This document details an application of dimension reduction methods to multi-omic data from a sample of breast cancer tumors collected via The Cancer Genome Atlas. Data is available for `r ncol(expressionDat)` subjects. Data is available for three genomic variables: gene expression (with `r nrow(expressionDat)` measured genes), methylation (with `r nrow(methylationDat)` probes), and micro RNA (with `r nrow(mirnaDat)` molecules). Our goal is to explore the distribution of this data via dimension reduction approaches. We will use the JIVE method, which considers 'omic-specific and mixed factors, and stacked PCA, which does not.

Although dimension reduction is a fundamentally unsupervised method, we demonstrate the utility of the dimension reduction approache with respect to some clinical variables. In particular, we consider tumor subtype and survival time. Tumor subtype is considered in two forms: dichotomized into 'ductal carcinoma' and 'other', and trichotomized into 'ductal carcinoma', 'lobular carcinoma', and 'other'. Survival is defined as the number of days to death, and is censored by the number of days to last follow up.

```{r}
###describe the distribution of tumor subtype
print(summary(factor(subtypeThree, levels = c(0,1,2), labels = c("Other", "Ductal Carcinoma", "Lobular Carcinoma"))))

###plot the survival curve
autoplot(survfit(Surv(survivalTime,survivalInd)~1)) + xlab("Time (days)") + ylab("Survival")
```

Jive uses a permutation methodology to parse structure from residual noise, i.e., to determine the number of factors to use in the reconstruction of the joint structure and the per-omic individual structure. This permutation process can be run with the commented-out code in the code block below; however, to reduce processing time, the selected ranks have been input manually. 

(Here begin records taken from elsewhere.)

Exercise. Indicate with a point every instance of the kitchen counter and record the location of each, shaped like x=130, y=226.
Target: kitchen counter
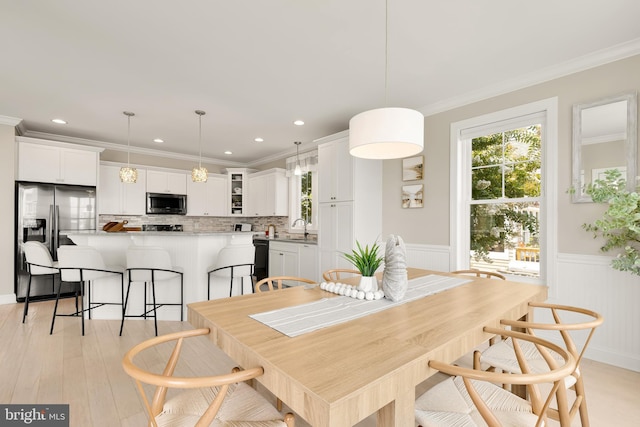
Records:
x=289, y=239
x=194, y=252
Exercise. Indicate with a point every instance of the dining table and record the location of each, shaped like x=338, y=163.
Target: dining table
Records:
x=338, y=375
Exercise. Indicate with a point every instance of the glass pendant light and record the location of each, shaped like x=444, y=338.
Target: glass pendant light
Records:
x=297, y=171
x=386, y=133
x=128, y=174
x=199, y=174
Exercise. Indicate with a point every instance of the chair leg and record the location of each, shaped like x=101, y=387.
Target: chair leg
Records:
x=584, y=414
x=181, y=298
x=26, y=300
x=155, y=314
x=55, y=307
x=82, y=305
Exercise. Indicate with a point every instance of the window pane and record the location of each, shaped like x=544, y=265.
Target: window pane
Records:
x=505, y=237
x=486, y=183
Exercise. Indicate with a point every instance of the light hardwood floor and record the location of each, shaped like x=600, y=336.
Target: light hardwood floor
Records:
x=85, y=372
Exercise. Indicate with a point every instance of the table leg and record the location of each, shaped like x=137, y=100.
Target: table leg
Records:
x=400, y=412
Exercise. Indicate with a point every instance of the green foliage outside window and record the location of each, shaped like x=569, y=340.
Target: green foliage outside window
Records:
x=505, y=166
x=306, y=200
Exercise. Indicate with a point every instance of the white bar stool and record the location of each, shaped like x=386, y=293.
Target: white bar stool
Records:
x=84, y=264
x=233, y=261
x=151, y=265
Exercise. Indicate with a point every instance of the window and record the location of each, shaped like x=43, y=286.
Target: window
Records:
x=503, y=191
x=301, y=188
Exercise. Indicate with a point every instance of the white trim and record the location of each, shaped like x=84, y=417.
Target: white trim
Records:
x=591, y=60
x=460, y=210
x=8, y=299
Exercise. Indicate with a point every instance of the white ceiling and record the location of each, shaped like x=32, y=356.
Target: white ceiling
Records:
x=255, y=66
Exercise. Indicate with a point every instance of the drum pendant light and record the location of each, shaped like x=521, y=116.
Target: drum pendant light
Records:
x=199, y=174
x=386, y=133
x=128, y=174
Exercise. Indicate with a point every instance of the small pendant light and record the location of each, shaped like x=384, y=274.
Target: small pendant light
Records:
x=128, y=174
x=199, y=174
x=297, y=171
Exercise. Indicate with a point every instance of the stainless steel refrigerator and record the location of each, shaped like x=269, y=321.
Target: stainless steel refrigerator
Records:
x=48, y=213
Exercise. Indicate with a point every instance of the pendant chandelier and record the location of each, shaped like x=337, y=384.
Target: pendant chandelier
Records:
x=297, y=171
x=199, y=173
x=128, y=174
x=386, y=133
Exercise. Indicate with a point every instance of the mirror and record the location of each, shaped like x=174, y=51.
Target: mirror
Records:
x=604, y=137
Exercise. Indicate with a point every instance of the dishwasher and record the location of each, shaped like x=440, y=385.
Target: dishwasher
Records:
x=261, y=261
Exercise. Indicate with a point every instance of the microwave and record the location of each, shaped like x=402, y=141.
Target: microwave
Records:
x=167, y=204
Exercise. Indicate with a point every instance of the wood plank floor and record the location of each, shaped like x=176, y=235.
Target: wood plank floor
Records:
x=85, y=372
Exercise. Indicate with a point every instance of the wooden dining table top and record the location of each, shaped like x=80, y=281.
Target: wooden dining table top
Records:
x=341, y=374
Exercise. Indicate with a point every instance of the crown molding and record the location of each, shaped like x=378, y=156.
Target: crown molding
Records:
x=582, y=63
x=10, y=121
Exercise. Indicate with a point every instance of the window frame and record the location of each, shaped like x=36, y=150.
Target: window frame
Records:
x=460, y=182
x=295, y=200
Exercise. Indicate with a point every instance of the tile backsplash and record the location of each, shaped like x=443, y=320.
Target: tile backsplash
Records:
x=200, y=223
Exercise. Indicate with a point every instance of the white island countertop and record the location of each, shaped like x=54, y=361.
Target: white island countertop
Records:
x=195, y=252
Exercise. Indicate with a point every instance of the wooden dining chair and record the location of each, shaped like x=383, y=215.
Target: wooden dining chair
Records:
x=480, y=273
x=218, y=399
x=502, y=356
x=336, y=274
x=471, y=396
x=278, y=282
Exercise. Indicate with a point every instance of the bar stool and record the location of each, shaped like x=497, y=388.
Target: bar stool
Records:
x=233, y=261
x=151, y=265
x=84, y=264
x=39, y=263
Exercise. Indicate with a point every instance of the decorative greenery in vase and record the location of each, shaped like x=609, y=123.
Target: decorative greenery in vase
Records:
x=365, y=260
x=620, y=223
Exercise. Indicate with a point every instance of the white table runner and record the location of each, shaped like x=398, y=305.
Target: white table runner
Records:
x=300, y=319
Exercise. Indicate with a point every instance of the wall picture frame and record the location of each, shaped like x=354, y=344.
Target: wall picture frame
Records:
x=412, y=196
x=412, y=168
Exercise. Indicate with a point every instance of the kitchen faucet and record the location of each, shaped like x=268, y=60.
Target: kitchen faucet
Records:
x=305, y=226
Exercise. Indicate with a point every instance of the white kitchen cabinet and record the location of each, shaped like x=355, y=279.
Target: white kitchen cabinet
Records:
x=118, y=198
x=283, y=259
x=350, y=207
x=268, y=193
x=166, y=182
x=58, y=163
x=237, y=191
x=207, y=198
x=335, y=171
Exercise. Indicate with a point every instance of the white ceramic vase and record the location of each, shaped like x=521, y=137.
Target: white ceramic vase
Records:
x=368, y=284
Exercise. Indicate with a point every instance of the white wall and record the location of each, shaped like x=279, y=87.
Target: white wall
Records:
x=584, y=276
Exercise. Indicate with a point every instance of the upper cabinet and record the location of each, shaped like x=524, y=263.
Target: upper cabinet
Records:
x=268, y=193
x=58, y=163
x=166, y=182
x=237, y=186
x=118, y=198
x=335, y=171
x=207, y=198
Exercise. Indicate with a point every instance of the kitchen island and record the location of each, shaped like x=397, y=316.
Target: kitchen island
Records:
x=193, y=252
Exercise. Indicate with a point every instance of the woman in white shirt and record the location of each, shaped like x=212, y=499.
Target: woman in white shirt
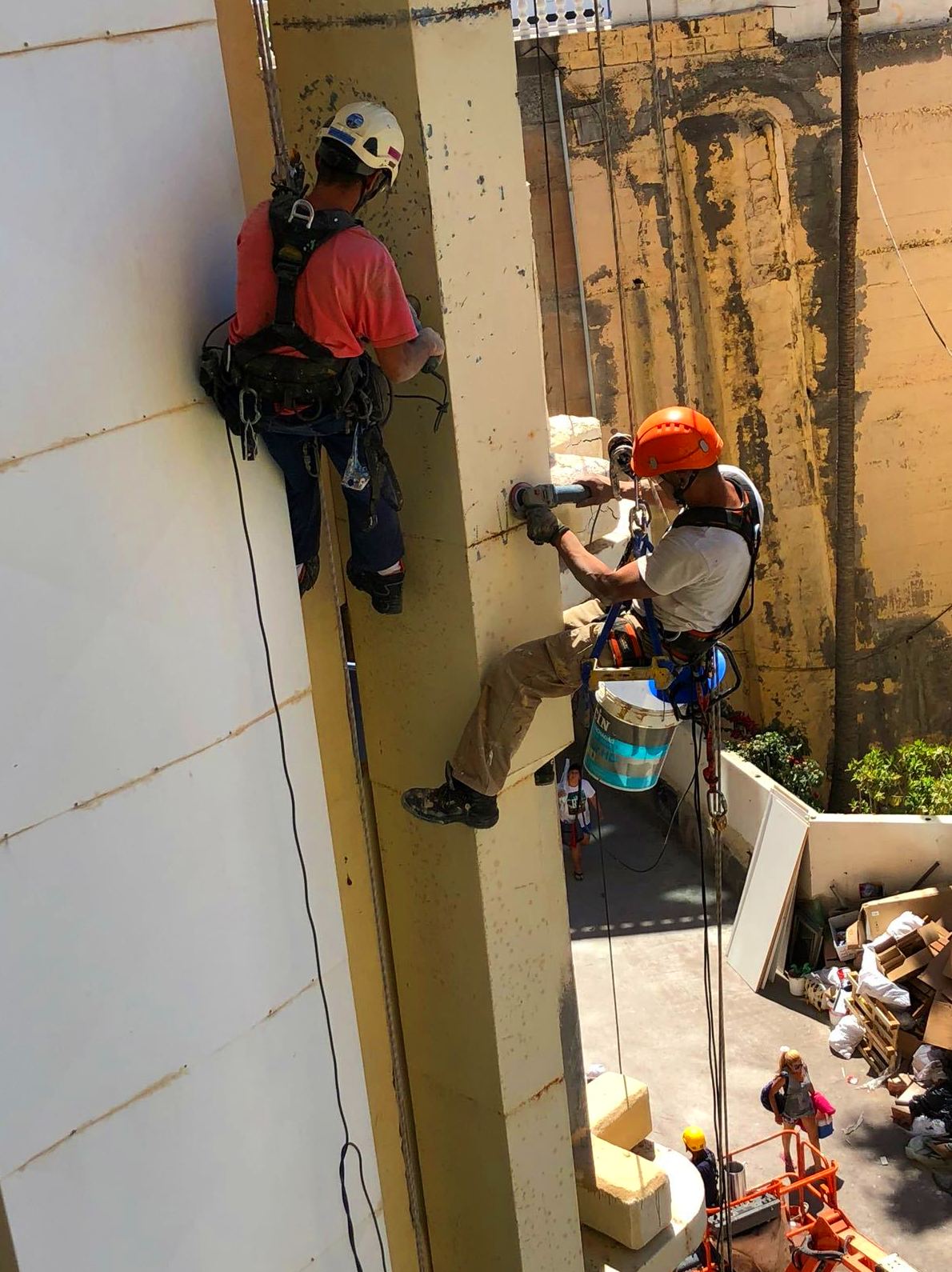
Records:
x=577, y=799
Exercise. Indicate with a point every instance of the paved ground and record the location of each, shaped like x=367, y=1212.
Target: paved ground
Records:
x=657, y=946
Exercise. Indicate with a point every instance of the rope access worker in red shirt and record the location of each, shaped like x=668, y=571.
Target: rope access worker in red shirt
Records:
x=314, y=289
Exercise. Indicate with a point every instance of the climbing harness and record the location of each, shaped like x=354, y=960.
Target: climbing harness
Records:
x=308, y=394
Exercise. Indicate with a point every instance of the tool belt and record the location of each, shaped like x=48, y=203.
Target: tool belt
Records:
x=626, y=644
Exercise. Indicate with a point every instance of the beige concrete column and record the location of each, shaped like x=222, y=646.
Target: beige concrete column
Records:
x=478, y=921
x=342, y=774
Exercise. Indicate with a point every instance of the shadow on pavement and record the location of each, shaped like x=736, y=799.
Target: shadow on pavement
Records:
x=646, y=881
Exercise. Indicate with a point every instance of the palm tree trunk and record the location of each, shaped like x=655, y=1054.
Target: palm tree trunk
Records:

Show the variance explained in each of the omic data types.

```{r}
###show variance explained
showVarExplained(results) 
```

Plot the heatmap of joint and individual variance. This needs to be saved out to a file as it does not display well within R or RMarkdown. Red represents positive values, blue represents negative values.

```{r}
png(paste0(localPath,"HeatmapsBRCA.png"),height=700,width=850)
showHeatmaps(results)
dev.off() 
```

Visualize the joint variation projected into two dimensions, with points colored according to the trichotomous representation of tumor subtype.

```{r show-fig}
Colors = rep('black',348)
Colors[subtypeThree==2] = 'green'
Colors[subtypeThree==0] = 'purple'
showPCA(results,n_joint=2,Colors=Colors)
legend(x = "topright", # Position
       legend = c("DC", "LC", "Other"),   # Legend texts
       pch = c(1,1,1),
       col = c("black","green","purple"))  # Line colors  
```

Plot the 1-dimensional reduction of each data type-specific variation against one another to look for trends.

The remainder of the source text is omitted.